Loading the same set of data with xarray.open_mfdatasets works just fine.
Versions:
python 3.8.2
xarray 0.16.1
intake 0.6.0
intake-xarray 0.4.0
For me, the total number of files was: 9464
The Intake catalog I have looks something like this:
metadata:
version: 1
plugins:
source:
- module: intake_xarray
sources:
daily_mean:
driver: netcdf
args:
urlpath: "{{ env(HOME) }}/path/to/data*.nc"
xarray_kwargs:
combine: by_coords
parallel: True
then, using
intake.open_catalog(path_to_catalog)["daily_mean"].to_dask().chunk({"time": -1, "longitude": 10, "latitude":10})
throws an error of the form of
OSError: [Errno 24] Too many open files: 'path/to/catalog.yml'
loading the same data with
xr.open_mfdataset("~/path/to/data*.nc", combine="by_coords", parallel=True).chunk({"time": -1, "longitude": 10, "latitude":10})
works just fine.
I don't immediately know the reason, but if this is running on macOS, the files-open limit is pretty low by default. You can do something like ulimit -n 40096.
@Eisbrenner - could you please try running the same code on intake-xarray master? pip install git+https://[email protected]/intake/intake-xarray.git@master
@martindurant i've seen the work around via increased ulimit; however, I think the behavior was changed directly in xarray and the limit should not be breached anymore. I thought it will be beneficial to intake to be aware of this too, thus I thought i'd share this regardless.
@scottyhq I'll check the master branch tomorrow!
with version intake-xarray 0.4.0+23.g2f4bfb3 I still get the same error. Also, I might add that my ulimit is in fact below the file count.
Is the error happening during a compute(), or while creating the xarray object?

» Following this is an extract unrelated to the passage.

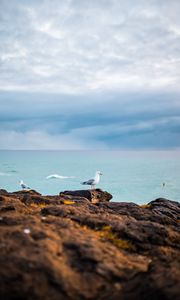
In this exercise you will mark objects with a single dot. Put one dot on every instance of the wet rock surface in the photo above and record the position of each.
(71, 246)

while creating the object; this (below) is all I'm doing, maybe there is something in the few lines of code which I'm not aware of what it does. I'm still trying to get my head around some of this, for example Dask in general.
- the
xarray.open_mfdatasetvariant
data = (
xr.open_mfdataset(
"/path/to/data/metoffice_foam1_amm7_NWS_SAL_dm*.nc",
parallel=True,
combine="by_coords",
)
.chunk({"time": -1, "longitude": -1, "latitude": -1})
.rename({"so": "salinity"})
).sel(depth=0)
- the
intake.open_catalogvariant; note, the catalog is as above in the initial post here.
data = (
intake.open_catalog("/path/to/catalog/copernicus-reanalysis.yml")["daily_mean"]
.to_dask()
.chunk({"time": -1, "longitude": -1, "latitude": -1})
.rename({"so": "salinity"})
).sel(depth=0)
the error occurs from this command.
Can you please compare intake.open_catalog(path_to_catalog)["daily_mean"].to_dask() versus xr.open_mfdataset(...) ? I assume they are not identical - if it completes at all.
data = intake.open_catalog(path_to_catalog)["daily_mean"].to_dask()
# [...]
# [...].venv/lib/python3.8/site-packages/fsspec/implementations/local.py in _open(self)
# OSError: [Errno 24] Too many open files: '[...]'
data = xr.open_mfdataset(path_to_data, parallel=True, combine="by_coords")
type(data)
# xarray.core.dataset.Dataset
I'll quickly check what the output is with a small enough set of files.
EDIT:
data = intake.open_catalog(path_to_catalog)["test_daily_mean"].to_dask()
type(data)
# xarray.core.dataset.Dataset
here "test_daily_mean" is just a subset of the files, e.g. "/path/to/data/files_199*.nc" instead of "/path/to/data/files_*.nc"
In NetCDFSource._open_dataset
if self._can_be_local:
url = fsspec.open_local(self.urlpath, **self.storage_options)
else:
# https://github.com/intake/filesystem_spec/issues/476#issuecomment-732372918
url = fsspec.open(self.urlpath, **self.storage_options).open()
and local files are held open. Perhaps it would make sense to explicitly check for URLs that are already local, and pass them straight to xarray and let if do the opening of things in that case.